Some people are more vulnerable to addiction than others, perhaps because of life experiences or differences in brain chemistry. Gifford said their loved ones need to understand that addiction “is a disease that is going to be with them for the rest of their lives.”
Dr. Craig Swainey, a former cancer doctor who became addicted to opiates, tells clients at Coleman up front: “I’m in recovery. Relapse is part of my story. I just tell you that because I don’t want you to think I’m looking down on you.”
He told The Epoch Times that he has treated people from all walks of life, including other medical professionals and even priests.

Addicts’ loved ones have a hard time understanding why addicts cannot use common sense and quit habits that cause so much harm to themselves and to everyone around them.
But the addict may be unable to see the problems clearly because addiction causes “major changes” in how the brain works, Swainey said.
Relapse becomes part of the recovery process when patients “don’t learn how to manage stress and how to cope with everything they’ve been through,” he said.
Detoxification is more complicated with polysubstance abuse, which often accompanies kratom. In addition, kratom comes in many varieties.

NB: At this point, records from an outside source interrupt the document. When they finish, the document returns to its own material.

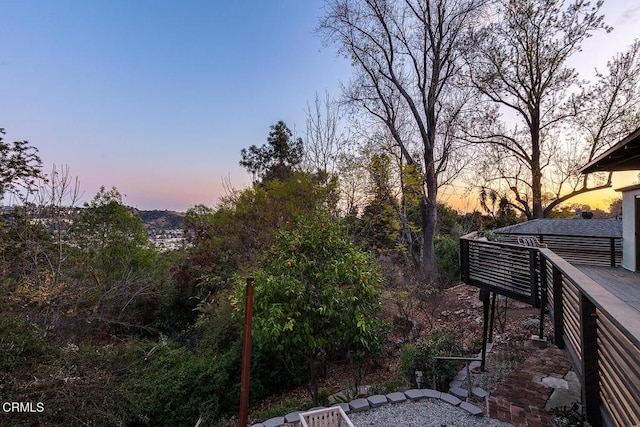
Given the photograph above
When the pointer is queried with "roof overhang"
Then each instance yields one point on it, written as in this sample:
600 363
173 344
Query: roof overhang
623 156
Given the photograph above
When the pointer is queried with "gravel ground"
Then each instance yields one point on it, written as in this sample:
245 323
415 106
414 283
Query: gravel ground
422 413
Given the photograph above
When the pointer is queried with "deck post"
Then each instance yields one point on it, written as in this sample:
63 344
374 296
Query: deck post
543 293
558 307
484 296
493 315
464 260
590 374
612 246
533 276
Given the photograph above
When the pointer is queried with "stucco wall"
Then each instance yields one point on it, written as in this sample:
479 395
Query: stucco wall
629 229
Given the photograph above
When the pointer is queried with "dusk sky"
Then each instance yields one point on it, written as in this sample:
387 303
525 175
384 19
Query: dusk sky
158 97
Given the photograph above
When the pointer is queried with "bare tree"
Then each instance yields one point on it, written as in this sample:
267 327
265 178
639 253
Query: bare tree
606 112
406 57
519 65
56 198
325 139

Those factors add to the complexity of treating kratom addiction—often unbeknownst to its users, Swainey said.
Repeat Customers
Gifford and her husband, Neal Gifford, told The Epoch Times about their experiences in a Richmond-area shop that sells kratom.When a clerk in his 20s showed them an array of kratom products filling a 20-foot space, Neal Gifford asked whether the 7-OH type was addictive.
He said the young man replied: “No, not at all. ... People love it so much that they will come in sometimes two or three times a day to buy it!”

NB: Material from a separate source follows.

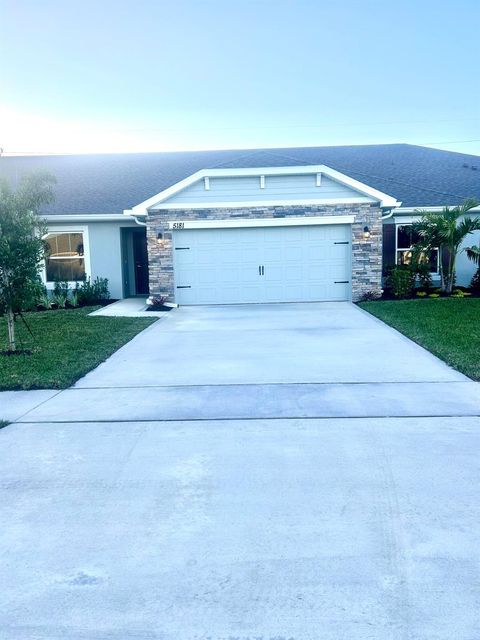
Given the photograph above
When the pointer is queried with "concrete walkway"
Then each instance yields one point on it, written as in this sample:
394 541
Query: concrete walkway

Some patients who beat heroin addiction regret taking kratom because they became addicted to that, too, Jennifer Gifford said. Some reported spending more than $100 per day on 7-OH to stave off withdrawal symptoms that they say are worse than quitting heroin.
Compassion for Addicts
After a five-day outpatient detox at Coleman in 2024, Cameron Francis continued to fight “massive cravings and setbacks,” his father said.The 30-year-old described withdrawal, saying: “You can’t get comfortable. You can’t take a deep breath. ... Your nose is running. Your eyes are watering. It’s painful. It’s mental pain. And psychological terror, physical pain. It’s everything. It’s like the worst pain you can go through.”

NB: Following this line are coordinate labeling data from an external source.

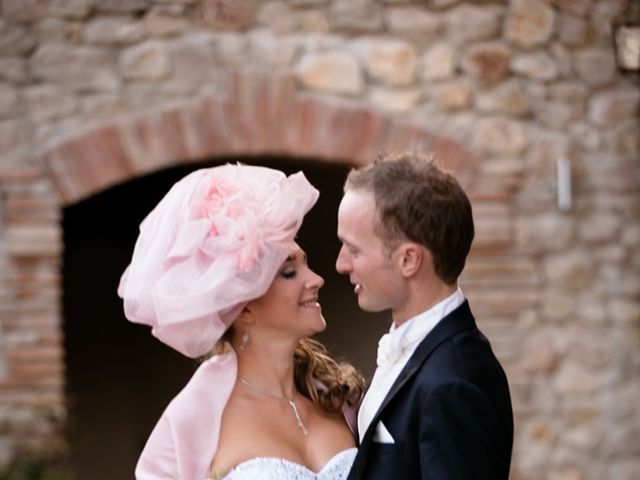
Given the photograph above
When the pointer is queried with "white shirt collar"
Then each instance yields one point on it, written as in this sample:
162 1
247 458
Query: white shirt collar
401 339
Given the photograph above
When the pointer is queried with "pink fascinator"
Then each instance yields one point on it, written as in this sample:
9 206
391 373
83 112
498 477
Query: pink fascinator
213 243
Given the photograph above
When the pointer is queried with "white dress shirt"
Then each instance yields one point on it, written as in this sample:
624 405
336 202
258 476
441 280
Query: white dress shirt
394 350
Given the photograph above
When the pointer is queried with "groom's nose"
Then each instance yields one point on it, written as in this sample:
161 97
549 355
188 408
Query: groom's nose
343 264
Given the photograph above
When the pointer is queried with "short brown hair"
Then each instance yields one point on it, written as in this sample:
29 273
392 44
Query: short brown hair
418 201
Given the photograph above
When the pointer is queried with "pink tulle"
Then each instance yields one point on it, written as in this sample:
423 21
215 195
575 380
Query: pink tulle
214 242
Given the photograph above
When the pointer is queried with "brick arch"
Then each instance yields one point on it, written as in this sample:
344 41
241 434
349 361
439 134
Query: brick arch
259 115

He said he thought he could “white-knuckle” his way out of addiction.

That didn’t work.
“It’s not the same as just working hard, having a hard work ethic or discipline,” Cameron Francis said. “It’s your own body fighting against you. ... And willpower is not something that can help you fight it.”
Like many people, he once looked down on addicts. He had previously believed “they’re just choosing to do this, ... they’re not strong enough to make the right decision, ... just unintelligent lowlifes.”
He said he learned that is a false stereotype. Although he has met addicts from “a really rough background,” he said, others were “very upstanding, good, intelligent people” from a “solid family” much like his own.
Asked what he would say to a person considering taking kratom, Cameron Francis offered this advice: “Know that this is what you’re getting into. ... You’re going to enjoy it—a lot.”
But that will be followed by wanting more and more of it, he said he'd advise.
As the habit becomes increasingly unaffordable, the effects also become less pleasurable, he said, warning, “You’re going to be a miserable person as your life goes into shambles.”
He said he hopes that society can learn an important lesson from stories like his.
When addicts are behaving badly, people ought to remember, “There’s a real person under there that needs help.”
“Anytime I felt judged ... or I was upsetting someone because of my choices, it made me want to dive deeper into addiction,” he said.
Thus, he said, the closest thing he has seen to a “cure” for addiction is “compassion and kindness.”
It’s a message that Cameron Francis said he hopes to convey with his music someday.